In either case the most important thing to due is to test it first before you make any decisions!

Scale Out SSIS

August 12, 2012

There are many ways to parallelize SSIS ETL processing.  I am not going to discuss the variety of methods of SSIS parallelization. There are many examples on the net already.

One of the resources that describes some of the more standard methods is Matt Masson’s presentation SSIS Design Patterns.

What I would like to describe is one way to scale out SSIS ETL processing for a specific use case.

Scenario:

    • There are many sources that all have identical schemas
    • You have multiple SSIS servers

The standard approach is to develop a SSIS package for each source and then spread the SSIS packages among the SSIS servers. You then schedule them to run in parallel as needed. While this approach works good. I recently had to architect a solution where the number of sources was constantly changing. New sources where constantly being brought on online or being disabled and having to develop new SSIS packages would take too long.

What I developed was a Round_Robin table that contained a list of all the source databases along with their connection information. Since their schemas where identical for the data that was being extracted, I could develop one SSIS package and then deploy many copies of that same package to the SSIS servers.

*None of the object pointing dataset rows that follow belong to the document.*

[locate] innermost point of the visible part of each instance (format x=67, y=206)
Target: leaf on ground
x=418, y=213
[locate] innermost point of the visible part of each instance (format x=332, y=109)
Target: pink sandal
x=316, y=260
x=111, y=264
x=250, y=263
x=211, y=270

The packages where developed is such a way that when  they where were executed they would first lookup a source  from the Round_Robin table with a status as “enabled”  get the connection information, extract the data, and then mark the the source as “complete”.  This same cycle would continue until there were no more sources left to be extracted.  Additionally, since there were multiple packages with the same logic on the server I could execute as many packages as needed and they would just grab the next source database from the Round_Robin table and loop through all the source databases until they were all complete.

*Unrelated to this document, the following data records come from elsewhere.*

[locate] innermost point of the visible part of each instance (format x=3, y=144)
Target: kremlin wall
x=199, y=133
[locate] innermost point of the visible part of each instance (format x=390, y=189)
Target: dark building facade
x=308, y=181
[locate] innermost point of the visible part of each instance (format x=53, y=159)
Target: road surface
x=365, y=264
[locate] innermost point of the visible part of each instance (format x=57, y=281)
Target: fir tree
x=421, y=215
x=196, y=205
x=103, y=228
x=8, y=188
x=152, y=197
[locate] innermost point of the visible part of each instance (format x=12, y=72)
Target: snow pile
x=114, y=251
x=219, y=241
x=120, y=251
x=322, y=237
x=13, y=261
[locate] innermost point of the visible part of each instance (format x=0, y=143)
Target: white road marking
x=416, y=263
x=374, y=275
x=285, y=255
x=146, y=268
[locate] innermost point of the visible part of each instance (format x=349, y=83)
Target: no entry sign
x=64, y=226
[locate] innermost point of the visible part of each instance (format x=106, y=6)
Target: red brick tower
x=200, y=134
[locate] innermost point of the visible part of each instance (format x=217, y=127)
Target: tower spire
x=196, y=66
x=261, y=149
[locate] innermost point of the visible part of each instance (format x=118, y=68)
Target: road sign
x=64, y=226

Below is a simplified example:

Execute Demo Package to create Test DB and Round_Robin table.

image

Select all the rows from the Round_Robin table

image

Every source data base has been assigned an ID and has a status. An additional connection string column could be added so that the connection string information for the database can be passed to package. However, because this is a simple example I did not include it.

Notice that one of the databases is “disabled”. Any database not in “enabled” status will be ignored by the package by default.

Press the continue button in BIDS

image

Notice that the DB_ID variable is now 4

Select all the rows from the Round_Robin table

image

Notice that the source database has now been marked as “processing” so that no other packages running will try to use the same database.

Press the continue button in BIDS

image

BD_ID has been changed to 3

Select all the rows from the Round_Robin table

image

Database 4 has been marked as “complete” and Database 3 is marked as “processing”.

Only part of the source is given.